Cosmologists study a truly mind-bending topic: the nature of our universe. It’s a field of study that dwarfs the scopes of many other sciences. Cosmologists, like scientists in other realms, divide themselves into different areas of study. We interviewed Neil Shah, a PhD student in cosmology at Tufts University who studies vacuum decay and alternative theories of gravity. He explains to us why he chose to study cosmology and shares some insights from the field.
Why did you choose to study cosmology?
While I love many areas of physics, I have always been most fascinated by those physics topics that deal with fundamental questions. What is the origin of the universe? How did the universe evolve? What is its intrinsic structure now? What are the laws that govern reality? What are the equations of spacetime? It is these questions that keep me up at night and drive me to explore the edges of our physics knowledge, and it is these questions that cosmology tries to answer.
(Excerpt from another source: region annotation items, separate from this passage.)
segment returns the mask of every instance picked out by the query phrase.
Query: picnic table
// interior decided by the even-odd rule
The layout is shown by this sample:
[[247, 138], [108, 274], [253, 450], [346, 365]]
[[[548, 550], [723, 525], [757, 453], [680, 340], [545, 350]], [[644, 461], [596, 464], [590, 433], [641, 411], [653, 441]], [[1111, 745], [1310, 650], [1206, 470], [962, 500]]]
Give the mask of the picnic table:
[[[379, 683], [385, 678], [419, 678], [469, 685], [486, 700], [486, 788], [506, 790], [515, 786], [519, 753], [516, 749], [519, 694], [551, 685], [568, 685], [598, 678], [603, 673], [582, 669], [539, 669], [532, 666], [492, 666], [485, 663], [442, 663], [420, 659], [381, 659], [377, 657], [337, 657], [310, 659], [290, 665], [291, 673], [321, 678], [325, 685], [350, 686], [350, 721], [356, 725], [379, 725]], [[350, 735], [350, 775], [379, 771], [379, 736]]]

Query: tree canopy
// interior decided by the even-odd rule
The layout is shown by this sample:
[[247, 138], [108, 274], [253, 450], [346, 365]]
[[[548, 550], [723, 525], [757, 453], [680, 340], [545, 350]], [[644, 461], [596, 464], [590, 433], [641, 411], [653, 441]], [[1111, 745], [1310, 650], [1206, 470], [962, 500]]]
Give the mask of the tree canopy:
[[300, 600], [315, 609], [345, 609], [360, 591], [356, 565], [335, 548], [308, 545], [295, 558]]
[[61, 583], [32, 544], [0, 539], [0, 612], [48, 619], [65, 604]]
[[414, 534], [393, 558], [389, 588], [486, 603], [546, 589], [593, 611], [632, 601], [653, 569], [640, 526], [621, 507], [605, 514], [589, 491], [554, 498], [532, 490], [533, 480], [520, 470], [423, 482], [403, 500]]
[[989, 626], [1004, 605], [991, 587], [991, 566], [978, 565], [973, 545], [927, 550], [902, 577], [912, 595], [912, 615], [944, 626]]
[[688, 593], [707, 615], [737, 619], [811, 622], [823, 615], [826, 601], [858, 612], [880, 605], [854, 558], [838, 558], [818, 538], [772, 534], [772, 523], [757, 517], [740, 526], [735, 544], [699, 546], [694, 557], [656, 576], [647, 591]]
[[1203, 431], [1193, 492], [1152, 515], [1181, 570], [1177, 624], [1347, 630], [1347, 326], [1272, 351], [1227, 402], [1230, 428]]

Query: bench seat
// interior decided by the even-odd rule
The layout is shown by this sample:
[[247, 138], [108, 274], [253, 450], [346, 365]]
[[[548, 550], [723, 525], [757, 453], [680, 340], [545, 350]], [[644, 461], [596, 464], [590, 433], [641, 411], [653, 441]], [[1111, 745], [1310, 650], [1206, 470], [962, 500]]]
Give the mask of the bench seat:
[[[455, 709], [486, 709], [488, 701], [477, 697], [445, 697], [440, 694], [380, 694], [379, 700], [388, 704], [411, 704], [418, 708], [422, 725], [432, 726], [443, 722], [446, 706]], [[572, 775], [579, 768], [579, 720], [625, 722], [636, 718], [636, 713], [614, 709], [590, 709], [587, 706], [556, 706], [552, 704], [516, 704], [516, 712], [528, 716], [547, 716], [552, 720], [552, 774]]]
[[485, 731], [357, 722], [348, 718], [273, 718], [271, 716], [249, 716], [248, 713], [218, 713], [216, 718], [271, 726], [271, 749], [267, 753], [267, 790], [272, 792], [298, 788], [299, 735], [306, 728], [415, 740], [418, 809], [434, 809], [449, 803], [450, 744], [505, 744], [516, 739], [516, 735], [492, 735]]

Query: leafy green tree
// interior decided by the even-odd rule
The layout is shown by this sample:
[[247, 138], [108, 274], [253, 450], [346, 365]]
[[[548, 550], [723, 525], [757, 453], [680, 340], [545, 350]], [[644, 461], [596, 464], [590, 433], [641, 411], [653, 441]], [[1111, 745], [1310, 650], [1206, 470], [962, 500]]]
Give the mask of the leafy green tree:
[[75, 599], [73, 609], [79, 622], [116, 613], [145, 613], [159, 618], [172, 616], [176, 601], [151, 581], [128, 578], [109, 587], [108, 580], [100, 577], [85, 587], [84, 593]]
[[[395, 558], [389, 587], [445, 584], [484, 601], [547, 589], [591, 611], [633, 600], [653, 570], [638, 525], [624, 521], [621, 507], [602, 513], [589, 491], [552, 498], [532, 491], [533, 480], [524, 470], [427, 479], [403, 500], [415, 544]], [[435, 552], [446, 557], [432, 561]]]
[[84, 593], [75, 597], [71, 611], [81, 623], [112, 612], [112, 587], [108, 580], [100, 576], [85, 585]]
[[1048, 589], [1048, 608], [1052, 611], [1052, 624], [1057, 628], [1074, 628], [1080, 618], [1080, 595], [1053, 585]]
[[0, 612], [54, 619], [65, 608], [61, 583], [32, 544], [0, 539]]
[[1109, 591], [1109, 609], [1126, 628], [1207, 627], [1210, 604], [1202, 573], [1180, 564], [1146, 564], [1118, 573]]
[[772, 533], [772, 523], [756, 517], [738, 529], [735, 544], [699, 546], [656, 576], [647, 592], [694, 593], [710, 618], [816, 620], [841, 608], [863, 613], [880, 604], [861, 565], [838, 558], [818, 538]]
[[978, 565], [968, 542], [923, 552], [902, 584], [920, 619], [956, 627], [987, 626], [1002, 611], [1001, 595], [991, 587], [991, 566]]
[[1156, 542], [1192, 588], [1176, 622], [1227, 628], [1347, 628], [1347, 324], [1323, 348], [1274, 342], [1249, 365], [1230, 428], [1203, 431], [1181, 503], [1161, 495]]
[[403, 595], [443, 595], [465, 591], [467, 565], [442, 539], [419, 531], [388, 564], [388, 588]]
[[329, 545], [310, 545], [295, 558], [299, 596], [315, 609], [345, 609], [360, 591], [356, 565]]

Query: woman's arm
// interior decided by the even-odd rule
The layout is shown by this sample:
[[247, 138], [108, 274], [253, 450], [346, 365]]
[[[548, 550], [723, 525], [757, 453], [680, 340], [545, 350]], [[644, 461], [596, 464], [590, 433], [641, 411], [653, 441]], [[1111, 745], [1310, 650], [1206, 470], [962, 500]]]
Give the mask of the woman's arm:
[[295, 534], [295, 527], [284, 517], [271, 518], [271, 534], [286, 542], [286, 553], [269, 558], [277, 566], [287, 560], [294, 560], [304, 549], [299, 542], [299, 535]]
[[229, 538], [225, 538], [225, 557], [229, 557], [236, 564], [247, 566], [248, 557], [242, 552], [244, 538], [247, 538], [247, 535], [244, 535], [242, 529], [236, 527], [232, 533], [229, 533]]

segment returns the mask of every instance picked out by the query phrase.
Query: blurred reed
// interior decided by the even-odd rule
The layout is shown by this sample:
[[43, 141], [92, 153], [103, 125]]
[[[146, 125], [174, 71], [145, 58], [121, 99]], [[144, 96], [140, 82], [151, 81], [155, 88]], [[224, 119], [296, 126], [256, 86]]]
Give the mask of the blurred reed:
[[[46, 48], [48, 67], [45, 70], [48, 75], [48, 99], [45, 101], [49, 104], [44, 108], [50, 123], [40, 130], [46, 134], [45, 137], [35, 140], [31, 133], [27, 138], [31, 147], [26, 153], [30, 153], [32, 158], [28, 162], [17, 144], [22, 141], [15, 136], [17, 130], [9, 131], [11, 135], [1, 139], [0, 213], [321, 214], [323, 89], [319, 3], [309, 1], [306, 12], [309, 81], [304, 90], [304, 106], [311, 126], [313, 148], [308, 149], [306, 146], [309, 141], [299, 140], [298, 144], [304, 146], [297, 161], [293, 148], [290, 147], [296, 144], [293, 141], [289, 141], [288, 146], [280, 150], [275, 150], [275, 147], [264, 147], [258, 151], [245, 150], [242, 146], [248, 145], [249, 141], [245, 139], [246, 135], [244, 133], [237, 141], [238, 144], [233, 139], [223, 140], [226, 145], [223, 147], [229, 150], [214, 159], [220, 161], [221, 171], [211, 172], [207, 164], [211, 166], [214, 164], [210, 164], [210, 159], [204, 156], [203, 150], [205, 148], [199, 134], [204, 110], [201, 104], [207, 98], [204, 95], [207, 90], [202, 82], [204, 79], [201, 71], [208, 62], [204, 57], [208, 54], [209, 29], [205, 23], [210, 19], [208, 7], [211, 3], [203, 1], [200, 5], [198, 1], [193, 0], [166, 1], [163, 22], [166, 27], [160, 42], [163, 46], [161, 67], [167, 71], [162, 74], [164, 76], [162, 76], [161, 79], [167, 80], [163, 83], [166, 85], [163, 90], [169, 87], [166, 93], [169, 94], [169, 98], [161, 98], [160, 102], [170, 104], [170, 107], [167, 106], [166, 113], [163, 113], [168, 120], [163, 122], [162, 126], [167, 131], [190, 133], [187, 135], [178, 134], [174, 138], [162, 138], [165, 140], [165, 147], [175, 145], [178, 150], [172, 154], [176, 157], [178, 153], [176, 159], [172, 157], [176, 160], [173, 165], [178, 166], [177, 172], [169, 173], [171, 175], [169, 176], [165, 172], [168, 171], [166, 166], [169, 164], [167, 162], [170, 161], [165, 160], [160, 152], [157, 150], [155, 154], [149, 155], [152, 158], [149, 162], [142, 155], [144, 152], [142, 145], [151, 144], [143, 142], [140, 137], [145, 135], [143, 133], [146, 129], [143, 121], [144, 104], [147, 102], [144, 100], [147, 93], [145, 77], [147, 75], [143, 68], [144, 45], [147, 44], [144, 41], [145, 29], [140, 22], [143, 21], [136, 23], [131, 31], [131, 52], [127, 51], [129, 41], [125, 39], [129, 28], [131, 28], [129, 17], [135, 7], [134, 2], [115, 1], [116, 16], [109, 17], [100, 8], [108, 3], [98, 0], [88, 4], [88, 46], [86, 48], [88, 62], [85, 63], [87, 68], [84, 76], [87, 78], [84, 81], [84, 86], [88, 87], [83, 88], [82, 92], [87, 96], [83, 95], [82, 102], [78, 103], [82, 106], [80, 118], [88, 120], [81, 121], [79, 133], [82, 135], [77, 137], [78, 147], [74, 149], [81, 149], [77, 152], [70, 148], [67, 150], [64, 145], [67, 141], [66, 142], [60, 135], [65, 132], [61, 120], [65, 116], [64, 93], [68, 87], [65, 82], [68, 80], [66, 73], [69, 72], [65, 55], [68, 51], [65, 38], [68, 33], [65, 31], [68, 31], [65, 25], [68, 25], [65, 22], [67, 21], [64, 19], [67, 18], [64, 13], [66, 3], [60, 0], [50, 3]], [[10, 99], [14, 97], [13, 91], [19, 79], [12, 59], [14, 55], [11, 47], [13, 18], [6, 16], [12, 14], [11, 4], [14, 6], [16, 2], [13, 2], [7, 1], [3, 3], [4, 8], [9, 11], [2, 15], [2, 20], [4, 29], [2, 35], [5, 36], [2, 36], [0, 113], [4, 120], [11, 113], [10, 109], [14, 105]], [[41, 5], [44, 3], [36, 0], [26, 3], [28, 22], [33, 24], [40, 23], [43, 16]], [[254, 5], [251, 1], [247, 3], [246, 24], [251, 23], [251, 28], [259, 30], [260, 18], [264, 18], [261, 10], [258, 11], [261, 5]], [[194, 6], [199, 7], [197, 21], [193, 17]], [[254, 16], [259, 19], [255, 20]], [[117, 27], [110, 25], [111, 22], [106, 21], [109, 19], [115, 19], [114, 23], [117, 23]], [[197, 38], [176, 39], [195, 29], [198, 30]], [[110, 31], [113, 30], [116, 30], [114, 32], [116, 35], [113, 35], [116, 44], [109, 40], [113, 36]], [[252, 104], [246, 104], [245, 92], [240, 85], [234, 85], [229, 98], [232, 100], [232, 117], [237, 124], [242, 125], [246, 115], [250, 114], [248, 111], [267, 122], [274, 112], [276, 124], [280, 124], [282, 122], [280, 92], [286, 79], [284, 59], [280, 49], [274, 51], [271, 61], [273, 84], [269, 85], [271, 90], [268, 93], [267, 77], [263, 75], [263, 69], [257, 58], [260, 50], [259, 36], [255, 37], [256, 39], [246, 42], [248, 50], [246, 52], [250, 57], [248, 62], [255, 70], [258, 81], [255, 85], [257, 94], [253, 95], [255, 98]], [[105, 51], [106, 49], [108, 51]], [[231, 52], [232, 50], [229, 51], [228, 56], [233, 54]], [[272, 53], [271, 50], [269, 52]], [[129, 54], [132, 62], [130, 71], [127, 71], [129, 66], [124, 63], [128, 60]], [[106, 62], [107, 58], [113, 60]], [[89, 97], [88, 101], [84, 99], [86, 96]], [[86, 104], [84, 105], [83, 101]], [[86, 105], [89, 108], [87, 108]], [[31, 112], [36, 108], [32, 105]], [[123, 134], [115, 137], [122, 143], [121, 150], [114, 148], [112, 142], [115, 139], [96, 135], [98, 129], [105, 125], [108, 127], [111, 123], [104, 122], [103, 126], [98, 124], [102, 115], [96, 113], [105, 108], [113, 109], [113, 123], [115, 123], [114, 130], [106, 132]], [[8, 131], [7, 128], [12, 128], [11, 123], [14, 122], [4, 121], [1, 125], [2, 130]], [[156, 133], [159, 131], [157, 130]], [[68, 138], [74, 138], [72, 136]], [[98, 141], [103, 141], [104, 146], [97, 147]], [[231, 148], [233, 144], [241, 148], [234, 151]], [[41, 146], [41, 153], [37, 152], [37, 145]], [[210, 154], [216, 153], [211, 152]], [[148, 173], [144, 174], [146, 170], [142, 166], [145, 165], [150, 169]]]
Cosmology is also unique as a science as it explores the intersection of both the largest and smallest scales in physics. Cosmologists ask questions about the structure of the observable universe, which is the largest structure known to man. Since at the beginning of the universe all matter was contained in a sea of fundamental particles, cosmologists also grapple with particle physics at the smallest scales of reality. I aim to be a scientist who studies the fundamental nature of reality, and therefore I aim to be a cosmologist.
What aspect of cosmology do you study specifically?
I am a theoretical cosmologist currently pursuing two paths of study, one involving vacuum decay and the other involving alternative theories of gravity.
Vacuum decay is a cosmological phenomenon that is difficult to explain from scratch, but the basic idea can be relayed as follows: There are essentially two ways of looking at the matter content of our universe. The traditional view is that matter is composed of small fundamental particles, and the other, more modern view developed by theorists like Feynman is that the universe is filled with “fields” and what we think of as “particles” are in fact excitations in these fields. Both of these perspectives are valid in different contexts; matter looks more like particles when it’s traveling slowly and more like fields when it’s traveling fast, close to the speed of light.
There is a field for each fundamental particle, and just like particles, fields have energy. Scientists believe that the Higgs field, which corresponds to the Higgs Boson, may be in what’s called a “metastable vacuum,” which means that at some point through a process called quantum tunneling, the field may suddenly lose a large amount of energy. This shift will create a bubble of “true vacuum,” which will spread out at the speed of light. Whatever this bubble touches will be annihilated, and it is possible that the very laws of physics may change inside this bubble. In other words, this event would be catastrophic! Fortunately we can assuage our worries by keeping a few things in mind. One is that, by some estimates, this shift won’t happen for a period of time many times longer than the age of the universe. A second is that the speed of light is actually quite slow on cosmological scales, and it’s thus unlikely we’d be affected.
I also study alternative theories of gravity. While our current understanding of gravity implies the existence of a new form of matter called “dark matter,” some cosmologists have developed alternative theories of gravity that are compatible with observations without relying on the existence of dark matter. I published a paper recently that shows some fundamental issues with one of these theories. While I believe these theories have some shortcomings and personally believe in the existence of dark matter, I think the study of these theories is important to understanding the true nature of gravity.
What is something you’ve learned that you think should be more widely known?
As an undergraduate physics student, it can be easy to feel like a lot of the exploration of fundamental physics has already been done and that there is not much work left to be done to describe the equations that govern reality. As a graduate student, though, I have come to learn that this is completely false. I think people would be surprised to know just how much more work needs to be done to accomplish this enormous task. For example, we know that the standard model, which describes the 17 fundamental particles that we have discovered, has to be incomplete since it completely breaks down at very high energies. Furthermore, the standard model is missing quite a crucial physical phenomenon: gravity! The standard model is, importantly, a “quantum” model of the world – gravity, as it turns out, is highly incompatible with quantum mechanics.
In a way, I find this incompleteness of fundamental physics very exciting. It means my generation of cosmologists has a lot of work left to do. I can’t wait to make my contribution and help further push the boundaries of our collective knowledge of fundamental physics.